XHTML DTD revisited: entity declarations and the MSXML/XJParser

Apologies if this has been discussed before.

This is in reference to Message-Id: <199909151443.KAA00876@dark.brown.edu>,
archived at
http://lists.w3.org/Archives/Public/www-html/1999Sep/0026.html ... the
original poster complained about IE5 choking on an XHTML DTD. The respondent
speculated that the problem was not in the DTD. I ran into the same behavior
in IE5 recently and discovered the actual cause is related to the XML parser
that IE5 uses and perhaps some redundancy in the DTD.

To demonstrate the behavior, simply attempt to view this XHTML document in
IE5:

<?xml version="1.0" encoding="utf-8"?>
<!DOCTYPE html PUBLIC "-//W3C//DTD XHTML 1.0 Transitional//EN"
"http://www.w3.org/TR/xhtml1/DTD/transitional.dtd">
<html>
  <head>
    <title>hello</title>
  </head>
  <body>
    <p>hello world</p>
  </body>
</html>

The problem occurs when parsing the DTD.

The Datachannel-Microsoft XML Parser that IE5 uses, and which can be
obtained independently at
http://msdn.microsoft.com/downloads/tools/xmlparser/xmlparser.asp (COM) or
http://msdn.microsoft.com/xml/IE4/jparser.asp (Java), or as the Datachannel
XJParser from http://xdev.datachannel.com, treats the following characters
*and* their numeric entity references specially: < > & " '

This reference explains what's going on, although I don't fully understand
it:
http://xdev.datachannel.com/downloads/xjparser/documentation/#pgfId-1001590

The consequences of this situation appear to be that if a DTD contains
<!ENTITY foo "&#38;">, the &#38; is going to be treated as the beginning of
an entity reference. Similarly, &#60; and &#62; (angle brackets) are going
to be treated as the beginning and end of tags. Single and double quotes
seem to be unaffected by this behavior.

The XHTML DTDs refer to a set of entity declarations that include the
following:
<!ENTITY amp     "&#38;"> <!--  ampersand, U+0026 ISOnum -->
<!ENTITY lt      "&#60;"> <!--  less-than sign, U+003C ISOnum -->
<!ENTITY gt      "&#62;"> <!--  greater-than sign, U+003E ISOnum -->

The parser will not allow &amp;, &lt; or &gt; to be redefined anyway, so
simply removing these declarations will allow the parser to function. The
other "solution" is to replace the & in the entity reference with &amp; like
this:
<!ENTITY amp     "&amp;#38;"> <!--  ampersand, U+0026 ISOnum -->
<!ENTITY lt      "&amp;#60;"> <!--  less-than sign, U+003C ISOnum -->
<!ENTITY gt      "&amp;#62;"> <!--  greater-than sign, U+003E ISOnum -->

http://msdn.microsoft.com/xml/general/xmlfaq.asp#issues-Entities suggests
using a DTD that defines HTML entities:
http://msdn.microsoft.com/xml/general/htmlentities.dtd ... Take a look at
this DTD and you will see that they are using both solutions: &amp; &gt; and
&lt; are not being redefined at all, but they are defining the unnecessary
&AMP; &GT; and &LT; by putting &amp; in the replacement text.

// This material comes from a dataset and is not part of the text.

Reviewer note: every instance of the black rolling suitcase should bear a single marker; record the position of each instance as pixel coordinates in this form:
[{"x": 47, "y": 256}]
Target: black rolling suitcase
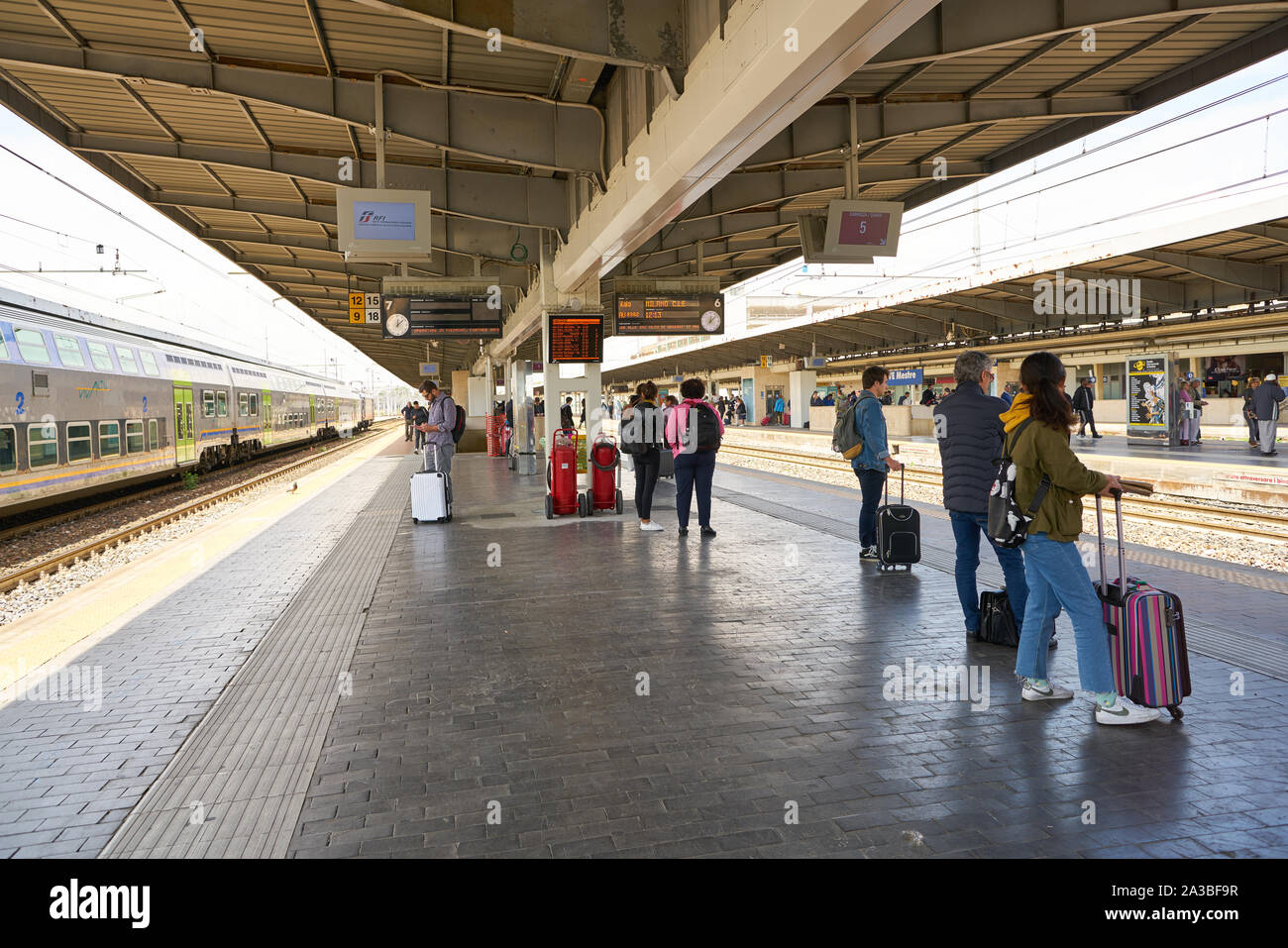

So I have the following questions:

1. Is the MS/Datachannel XML parser violating XML 1.0 by not allowing &amp;
&lt; or &gt; to be redefined? (I would think not, as their immutability is
crucial to the operation of an XML parser).

2. Is the MS/Datachannel XML parser violating XML 1.0 by treating &#38;
&#60; and &#62; in entity replacement text as if it were markup?

3. What does "&amp;#38;" as replacement text mean -- 1 character '&', or 4
characters '&#38;", or 9 characters '&amp;#38;'? Is the suggested approach
of using "&amp;#38;" as the entity replacement text wrong?

4. Is it redundant/unnecessary to have entity declarations for these
characters in XHTML at all, since XHTML is XML, and thus must have those
immutable entities defined by default?

-Mike

Received on Thursday, 28 October 1999 13:09:18 UTC